Where To Put Your Money
Once you have worked out your weekly wedding budget, you need to put that money into an account. Choose an account that you both have access to and can clearly see the income and expenditure of said account.
We recommend that our clients open a high interest savings account with no monthly fees so you don’t have to worry about account keeping fees and the bonus interest can come in handy.
Never Assume Your Relatives Will Pay For Your Wedding
Most parents will help their children with their wedding one way or another. Many couples we meet say that their parents will either pay for their entire wedding or part of it. But by the time the wedding comes their parents have given a lot less than they had hoped. While people have good intentions, parents can assume weddings would be cheaper (base on their past experiences) or due to other personal expenses may not be able to assist as much as they original thought.

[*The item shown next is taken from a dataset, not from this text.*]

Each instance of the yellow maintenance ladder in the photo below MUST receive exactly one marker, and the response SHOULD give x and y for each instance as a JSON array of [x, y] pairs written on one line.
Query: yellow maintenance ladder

This also includes expecting money from people for your engagement party or wedding. While many people do give money as a gift, never assume you will get a certain amount. This can lead to disappointment.
Unless your family has already given your money (i.e. for your engagement) do not budget in anticipation of the money. Do not lower your weekly contributions unless the money has already hit your account. By not assuming, you will have 2 positive benefits. Firstly, no expectations of others and secondly, any extra money given to you can go towards another expense like some extra things for your wedding that you thought of as “nice additions” or towards your honeymoon, house deposit and so on.
Another advantage of you and your partner saving together is that it gets you used to living on a budget and also used to putting some money away each week/ month. If your next big expense will be buying a property, saving for your new family or a major holiday, this method already gets you into the mindset of saving.
There is a saying which I personally hate which is “I can’t afford the wedding of my dreams”. The simple truth for the majority of people is that they don’t have a realistic budget. Sometimes its due to not giving yourselves enough time to save enough money. If you want the wedding of your dreams and you believe your are going to come up short then push your wedding back by 6 months or a year. Sit down and take time in working out a wedding budget and time frame you and your partner can manage. It’s completely within your control.
- Disclaimer: Please note that we are not a financial institution. The information provided is practical advice we have provided to our clients as a general guide.